Tuttavia, esisterebbe un’affascinante leggenda che ricollocherebbe le origini del cous cous addirittura nel X secolo a. C, quando Re Salomone trovava in questo alimento l’unica consolazione alle pene d’amore inflittegli dalla Regina di Saba: una sorta di comfort food ante-litteram, a quanto pare.

Da allora il cous cous è diventato il cibo della condivisione per antonomasia, perché nel mondo arabo si suole consumarlo in compagnia, attingendo da un unico piatto comune e mangiando con le mani, senza posate.

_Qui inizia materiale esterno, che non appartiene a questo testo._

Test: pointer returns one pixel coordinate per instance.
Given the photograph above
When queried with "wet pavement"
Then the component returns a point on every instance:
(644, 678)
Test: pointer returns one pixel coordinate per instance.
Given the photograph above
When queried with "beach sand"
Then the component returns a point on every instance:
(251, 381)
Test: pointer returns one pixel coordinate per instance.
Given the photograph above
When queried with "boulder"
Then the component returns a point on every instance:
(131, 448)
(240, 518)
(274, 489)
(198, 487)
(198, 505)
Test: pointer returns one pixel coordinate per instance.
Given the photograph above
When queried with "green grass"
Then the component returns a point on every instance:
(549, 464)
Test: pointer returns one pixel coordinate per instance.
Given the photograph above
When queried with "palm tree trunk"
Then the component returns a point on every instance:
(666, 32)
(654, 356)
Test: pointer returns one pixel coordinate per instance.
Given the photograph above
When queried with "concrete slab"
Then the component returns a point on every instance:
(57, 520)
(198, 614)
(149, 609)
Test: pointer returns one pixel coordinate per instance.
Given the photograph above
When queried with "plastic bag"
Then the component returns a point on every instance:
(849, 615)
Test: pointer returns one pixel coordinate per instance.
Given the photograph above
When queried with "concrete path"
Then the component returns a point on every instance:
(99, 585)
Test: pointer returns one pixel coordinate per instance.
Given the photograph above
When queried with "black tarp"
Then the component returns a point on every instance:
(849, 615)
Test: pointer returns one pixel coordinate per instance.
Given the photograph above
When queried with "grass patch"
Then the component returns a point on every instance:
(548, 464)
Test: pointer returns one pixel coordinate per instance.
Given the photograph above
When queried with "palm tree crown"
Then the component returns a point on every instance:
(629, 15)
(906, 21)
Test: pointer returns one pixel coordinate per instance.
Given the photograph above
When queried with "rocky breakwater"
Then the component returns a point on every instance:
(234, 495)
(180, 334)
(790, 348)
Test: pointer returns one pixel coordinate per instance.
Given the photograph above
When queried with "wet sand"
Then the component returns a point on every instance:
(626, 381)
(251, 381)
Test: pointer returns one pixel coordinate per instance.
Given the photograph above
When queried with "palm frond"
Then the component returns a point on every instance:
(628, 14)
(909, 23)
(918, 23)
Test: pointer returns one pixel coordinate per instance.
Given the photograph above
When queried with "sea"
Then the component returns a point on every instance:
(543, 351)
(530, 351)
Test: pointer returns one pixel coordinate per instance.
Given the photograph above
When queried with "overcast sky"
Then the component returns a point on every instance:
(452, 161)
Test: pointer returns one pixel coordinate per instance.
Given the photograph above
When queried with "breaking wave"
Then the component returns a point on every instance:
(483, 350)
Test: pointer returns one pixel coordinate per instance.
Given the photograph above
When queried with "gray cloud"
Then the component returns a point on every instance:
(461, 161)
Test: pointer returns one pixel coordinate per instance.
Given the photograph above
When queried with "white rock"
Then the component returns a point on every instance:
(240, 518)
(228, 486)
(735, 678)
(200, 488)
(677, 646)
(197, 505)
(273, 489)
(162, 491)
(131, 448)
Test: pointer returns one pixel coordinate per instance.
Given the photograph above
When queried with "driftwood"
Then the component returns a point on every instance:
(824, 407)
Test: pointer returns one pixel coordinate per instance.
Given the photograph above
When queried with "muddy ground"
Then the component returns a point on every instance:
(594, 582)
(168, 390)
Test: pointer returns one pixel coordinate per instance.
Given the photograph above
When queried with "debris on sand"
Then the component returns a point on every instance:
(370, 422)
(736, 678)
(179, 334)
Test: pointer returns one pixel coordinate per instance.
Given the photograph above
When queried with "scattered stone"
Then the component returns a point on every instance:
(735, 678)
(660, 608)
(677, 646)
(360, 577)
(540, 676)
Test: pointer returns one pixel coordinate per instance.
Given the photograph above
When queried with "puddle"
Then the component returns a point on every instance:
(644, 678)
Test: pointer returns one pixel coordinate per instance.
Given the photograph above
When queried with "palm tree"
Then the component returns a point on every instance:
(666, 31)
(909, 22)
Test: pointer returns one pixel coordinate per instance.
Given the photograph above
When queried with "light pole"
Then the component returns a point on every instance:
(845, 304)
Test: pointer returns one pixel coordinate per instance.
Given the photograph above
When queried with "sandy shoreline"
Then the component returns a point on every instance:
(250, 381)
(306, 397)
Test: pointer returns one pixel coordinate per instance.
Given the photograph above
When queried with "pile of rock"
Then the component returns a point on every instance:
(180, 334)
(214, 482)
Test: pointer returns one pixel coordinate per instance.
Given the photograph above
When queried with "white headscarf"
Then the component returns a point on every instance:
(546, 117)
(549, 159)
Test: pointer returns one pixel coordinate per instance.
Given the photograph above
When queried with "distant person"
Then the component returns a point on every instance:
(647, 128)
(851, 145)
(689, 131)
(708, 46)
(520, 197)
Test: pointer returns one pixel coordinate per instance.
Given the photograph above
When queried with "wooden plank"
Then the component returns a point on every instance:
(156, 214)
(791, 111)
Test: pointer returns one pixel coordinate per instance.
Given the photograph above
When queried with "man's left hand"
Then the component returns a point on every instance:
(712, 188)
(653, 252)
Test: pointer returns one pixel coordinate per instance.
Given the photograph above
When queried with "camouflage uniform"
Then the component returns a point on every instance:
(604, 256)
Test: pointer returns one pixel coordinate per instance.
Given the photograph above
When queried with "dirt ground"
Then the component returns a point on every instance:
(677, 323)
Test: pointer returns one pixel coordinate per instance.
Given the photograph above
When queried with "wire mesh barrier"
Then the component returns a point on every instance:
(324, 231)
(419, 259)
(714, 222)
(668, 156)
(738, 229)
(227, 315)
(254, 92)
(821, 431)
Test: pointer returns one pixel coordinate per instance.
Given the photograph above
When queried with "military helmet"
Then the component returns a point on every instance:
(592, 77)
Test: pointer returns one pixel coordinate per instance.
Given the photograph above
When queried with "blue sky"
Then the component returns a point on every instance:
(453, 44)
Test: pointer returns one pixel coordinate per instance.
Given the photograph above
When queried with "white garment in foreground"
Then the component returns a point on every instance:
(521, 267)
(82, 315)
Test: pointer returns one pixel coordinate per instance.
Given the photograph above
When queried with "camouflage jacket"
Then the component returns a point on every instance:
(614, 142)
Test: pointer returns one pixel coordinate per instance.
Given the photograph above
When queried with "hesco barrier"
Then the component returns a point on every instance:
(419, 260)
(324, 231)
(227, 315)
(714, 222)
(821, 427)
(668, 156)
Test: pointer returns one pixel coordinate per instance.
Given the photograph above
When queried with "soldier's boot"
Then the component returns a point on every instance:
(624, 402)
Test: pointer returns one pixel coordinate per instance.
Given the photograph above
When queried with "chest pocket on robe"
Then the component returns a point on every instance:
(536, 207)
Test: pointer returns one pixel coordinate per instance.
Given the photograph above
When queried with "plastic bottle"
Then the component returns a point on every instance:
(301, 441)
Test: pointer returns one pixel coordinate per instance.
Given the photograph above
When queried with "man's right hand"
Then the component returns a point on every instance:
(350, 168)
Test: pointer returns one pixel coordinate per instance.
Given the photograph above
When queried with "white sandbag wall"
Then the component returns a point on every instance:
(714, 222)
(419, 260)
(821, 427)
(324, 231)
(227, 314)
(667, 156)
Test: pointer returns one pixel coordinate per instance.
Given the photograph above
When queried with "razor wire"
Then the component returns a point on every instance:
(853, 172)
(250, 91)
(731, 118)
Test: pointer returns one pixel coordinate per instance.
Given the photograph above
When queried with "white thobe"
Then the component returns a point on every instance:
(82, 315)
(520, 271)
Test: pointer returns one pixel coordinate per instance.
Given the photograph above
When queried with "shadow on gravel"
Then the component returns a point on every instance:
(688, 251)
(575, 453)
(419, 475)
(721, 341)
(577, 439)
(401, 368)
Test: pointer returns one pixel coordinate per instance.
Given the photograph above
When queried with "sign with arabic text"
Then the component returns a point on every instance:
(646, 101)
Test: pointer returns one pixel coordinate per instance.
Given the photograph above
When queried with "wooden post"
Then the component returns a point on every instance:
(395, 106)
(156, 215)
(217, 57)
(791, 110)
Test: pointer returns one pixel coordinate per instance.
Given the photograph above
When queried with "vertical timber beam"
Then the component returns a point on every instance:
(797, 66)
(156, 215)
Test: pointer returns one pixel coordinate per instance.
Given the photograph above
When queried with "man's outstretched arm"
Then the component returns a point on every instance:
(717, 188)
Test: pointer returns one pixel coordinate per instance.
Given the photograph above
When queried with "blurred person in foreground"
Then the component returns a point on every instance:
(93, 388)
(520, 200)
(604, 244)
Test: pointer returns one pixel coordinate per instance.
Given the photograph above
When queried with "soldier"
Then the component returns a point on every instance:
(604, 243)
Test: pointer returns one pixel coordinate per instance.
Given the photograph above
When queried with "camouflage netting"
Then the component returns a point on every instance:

Può sembrare scomodo, ma in realtà la tradizione vuole che si compatti il cous cous in tante piccole palline, che si inzuppino nel condimento e che si portino direttamente in bocca: un gesto che nei secoli è diventato quasi un rito, un atto di amore, fratellanza e condivisione, non dissimile, nel significato, a quanto succede in altre culture, come quelle orientali.

Se proprio vogliamo essere precisi, il gesto prevederebbe che si tocchi e si porti alla bocca la pallina di cous cous con sole tre dita, come spiegato in un versetto del Corano: «Con un dito mangia il diavolo, con due il profeta e con cinque l’ingordo». Ecco, probabilmente noi tutti, abituati ai moderni finger food, saremmo classificati come ingordi: impossibile resistere alla bontà di questa pietanza!